VentureOutsource.com: How has ‘emotional intelligence' in the Western workforce contributed to some of the ‘net positive' job gains in the West? What are five (5) ways manufacturing operations employees can improve their emotional intelligence, and hopefully contribute more value to their organization, as contract manufacturing outsourcing and offshoring both continue to become more integrated in Western and European technology OEM company business strategies?
Pink: That right-brain skills like Empathy, Story, Play and Meaning are increasingly important in most professional jobs today should be great news. These are innately human aptitudes -- they're what make it worthwhile to be alive. During the Information Age -- with its heavy emphasis on left-brain work, -- many of us let our right-brain aptitudes atrophy. But the good news is that any one can develop these skills.
Here are five great ways to start:
1. Learn to read faces: The worlds leading expert on facial expressions is Paul Ekman. (www.paulekman.com) His latest book,
Emotions Revealed (Times Books, 2003) is a first-rate guide to learning to decipher the emotions revealed on someone's face. Ekman's earlier book,
Telling Lies (W.W. Norton, reissued 2001) explains, among other things, how to detect when someone is fibbing.
2. Play ‘A Day in the Life' with colleagues: Have each participant write his or her name on a large piece of paper and then make two columns with the headings: My Frustrations, My Rewards
Next, post all of the sheets on the walls and ask everyone to walk around the room and write what they think the answers are for their co-workers. Then, each person reclaims her own sheet and everyone takes a turn responding to their colleagues' guesses and while explaining what their workday is
really like.
3. Say thanks: Feelings of gratitude enhance well-being and deepen ones sense of well-being. We know this thanks to the work of people like Dr. Martin E. P. Seligman, professor at the University of Pennsylvania and founder of the positive psychology movement. Seligman advocates making a gratitude visit. Think of a colleague who has been kind, generous or helpful to you but whom you've never properly thanked. Write a detailed gratitude letter to that person explaining in concrete terms why you're thankful. Then, visit the person and read the letter aloud. Do it - you'll thank me.
4. Laugh: Visit a laughter club. To find out more about the basics of laughter yoga and its founder, Dr. Madan Kataria (www.laughteryoga.org) These groups are growing at a rapid clip.

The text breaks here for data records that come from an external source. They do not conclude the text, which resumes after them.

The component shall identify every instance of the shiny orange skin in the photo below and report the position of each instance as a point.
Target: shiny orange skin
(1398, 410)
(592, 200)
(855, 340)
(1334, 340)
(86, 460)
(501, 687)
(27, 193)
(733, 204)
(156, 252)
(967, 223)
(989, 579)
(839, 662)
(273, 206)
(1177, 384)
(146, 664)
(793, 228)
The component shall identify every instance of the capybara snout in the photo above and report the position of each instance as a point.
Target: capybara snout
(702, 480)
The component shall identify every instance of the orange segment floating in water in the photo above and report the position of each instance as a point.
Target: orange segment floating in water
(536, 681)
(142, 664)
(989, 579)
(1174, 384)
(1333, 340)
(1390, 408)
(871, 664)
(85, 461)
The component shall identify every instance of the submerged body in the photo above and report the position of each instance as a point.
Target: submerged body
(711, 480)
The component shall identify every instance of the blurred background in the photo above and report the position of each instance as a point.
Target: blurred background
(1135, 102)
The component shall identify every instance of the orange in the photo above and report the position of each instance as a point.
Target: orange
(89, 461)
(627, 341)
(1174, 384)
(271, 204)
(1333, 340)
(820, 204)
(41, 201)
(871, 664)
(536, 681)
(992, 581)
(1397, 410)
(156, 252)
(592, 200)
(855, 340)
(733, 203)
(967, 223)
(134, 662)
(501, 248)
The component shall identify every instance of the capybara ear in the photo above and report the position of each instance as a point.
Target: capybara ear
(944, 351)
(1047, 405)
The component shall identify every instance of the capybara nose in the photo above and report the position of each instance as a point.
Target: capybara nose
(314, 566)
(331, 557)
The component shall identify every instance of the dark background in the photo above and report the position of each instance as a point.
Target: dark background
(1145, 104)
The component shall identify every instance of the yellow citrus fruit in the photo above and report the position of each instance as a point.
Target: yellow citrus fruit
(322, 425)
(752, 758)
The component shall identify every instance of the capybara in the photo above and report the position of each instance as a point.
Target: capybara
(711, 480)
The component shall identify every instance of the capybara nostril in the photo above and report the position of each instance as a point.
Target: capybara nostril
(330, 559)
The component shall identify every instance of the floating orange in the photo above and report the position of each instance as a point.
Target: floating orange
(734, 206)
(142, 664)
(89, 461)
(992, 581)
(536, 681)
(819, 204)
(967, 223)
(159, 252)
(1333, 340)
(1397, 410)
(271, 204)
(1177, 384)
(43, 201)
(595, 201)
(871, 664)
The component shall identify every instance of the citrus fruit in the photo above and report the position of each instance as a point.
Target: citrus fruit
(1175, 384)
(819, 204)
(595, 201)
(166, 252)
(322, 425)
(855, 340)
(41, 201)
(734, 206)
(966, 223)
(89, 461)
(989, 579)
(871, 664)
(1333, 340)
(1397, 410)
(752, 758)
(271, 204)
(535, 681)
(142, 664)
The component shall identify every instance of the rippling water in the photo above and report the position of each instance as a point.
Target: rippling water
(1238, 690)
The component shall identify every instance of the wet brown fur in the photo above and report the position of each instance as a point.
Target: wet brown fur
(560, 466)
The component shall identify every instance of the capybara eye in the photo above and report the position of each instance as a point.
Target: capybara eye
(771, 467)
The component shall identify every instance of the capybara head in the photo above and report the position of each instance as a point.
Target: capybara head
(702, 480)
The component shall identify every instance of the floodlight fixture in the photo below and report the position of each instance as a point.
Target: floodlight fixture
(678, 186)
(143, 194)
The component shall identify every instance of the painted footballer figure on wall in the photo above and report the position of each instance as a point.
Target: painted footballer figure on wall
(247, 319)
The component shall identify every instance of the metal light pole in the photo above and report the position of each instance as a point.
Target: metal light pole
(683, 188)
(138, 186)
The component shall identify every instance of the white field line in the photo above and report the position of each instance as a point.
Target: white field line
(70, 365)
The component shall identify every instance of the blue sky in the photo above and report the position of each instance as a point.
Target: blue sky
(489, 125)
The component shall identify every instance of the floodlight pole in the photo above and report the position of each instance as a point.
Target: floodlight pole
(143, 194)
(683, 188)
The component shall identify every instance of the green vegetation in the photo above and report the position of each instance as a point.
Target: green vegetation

5. Dedicate your work: If you look at the beginning of my book (or almost any book, for that matter) you'll find a dedication. You can do the same. Dedicate your work -- a presentation, a report, a major problem solved -- to someone you admire or who matters in your life. You can infuse your work with purpose and meaning when you think of it as a gift.
VentureOutsource.com: What was the last book you read and what did you like most about it?
Pink: The last book I read was
Tested: One American School Struggles To Make The Grade by Linda Pearlstein. It's an extremely compelling and well-reported account of a year in the life of a school in Annapolis, Maryland, and how it responded to an educational regime in which standardized testing has come to dominate.
The school in question, Tyler Heights Elementary, served a mostly low-income population. And to maintain its funding, the school essentially devoted every minute of the classroom day to preparing kids for the state test.
This drove out most other activities -- not just art and music, but also science experiments. By the end of the book, it's an open question about whether these kids are learning more under this approach. But the book isn't against standardized testing. It's a balanced account of the challenges public schools face today -- and how heroic many teachers and principals are in trying to do the right thing in a very screwed up system.